First, I believe the new algorithm was designed in part because engagement hours keep old advertisers and gain the attention of new ones, so Instagram wants to ensure that you stay on the app as long as possible — scrolling past a couple ads in your feed to find posts shared only an hour earlier speaks to this. In fact, in the past year alone, Instagram has made several other in-app changes; notably, as of Feb. 1st,advertisers can post “up to three pieces of content” for the spots between the Instagram Stories of those you follow.
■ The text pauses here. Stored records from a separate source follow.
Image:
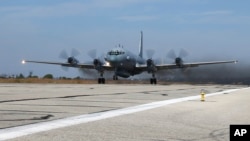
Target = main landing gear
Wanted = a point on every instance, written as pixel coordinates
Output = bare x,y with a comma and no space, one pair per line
101,80
153,80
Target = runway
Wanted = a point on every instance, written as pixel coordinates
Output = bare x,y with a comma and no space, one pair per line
128,112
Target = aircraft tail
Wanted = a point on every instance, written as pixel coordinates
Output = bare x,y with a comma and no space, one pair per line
141,46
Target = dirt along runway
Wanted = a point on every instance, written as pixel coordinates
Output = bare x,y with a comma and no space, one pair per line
120,112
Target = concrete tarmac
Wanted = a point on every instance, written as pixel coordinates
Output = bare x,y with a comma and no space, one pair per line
27,104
So, what is the relevance of all of this? It’s fair to say that for many of us, Instagram is merely an ephemeral source of entertainment, joy, validation, what have you. We might use it as a way to survey the lives of old girlfriends and classmates, or to preview Tinder matches to prevent a catastrophic date. The Internet has been a longstanding equalizing force within the distribution of visual media, as well as of content and information more generally. However, these trends to prefer larger content creators over smaller ones, prefer “promoted” posts over those shared more organically or to encourage increased engagement hours by shuffling new posts further down the pile — and force our attention to a half dozen ads as a result. This speaks to a slow death of this history, a death made all the more concerning by the impending end to net neutrality. Instagram is easy to pick fun at, but it is also the top social platform for engagement, and is now growing at its fastest rate. As the end of net neutrality forecasts a class-segregated Internet, what we view matters, but so does how we view it.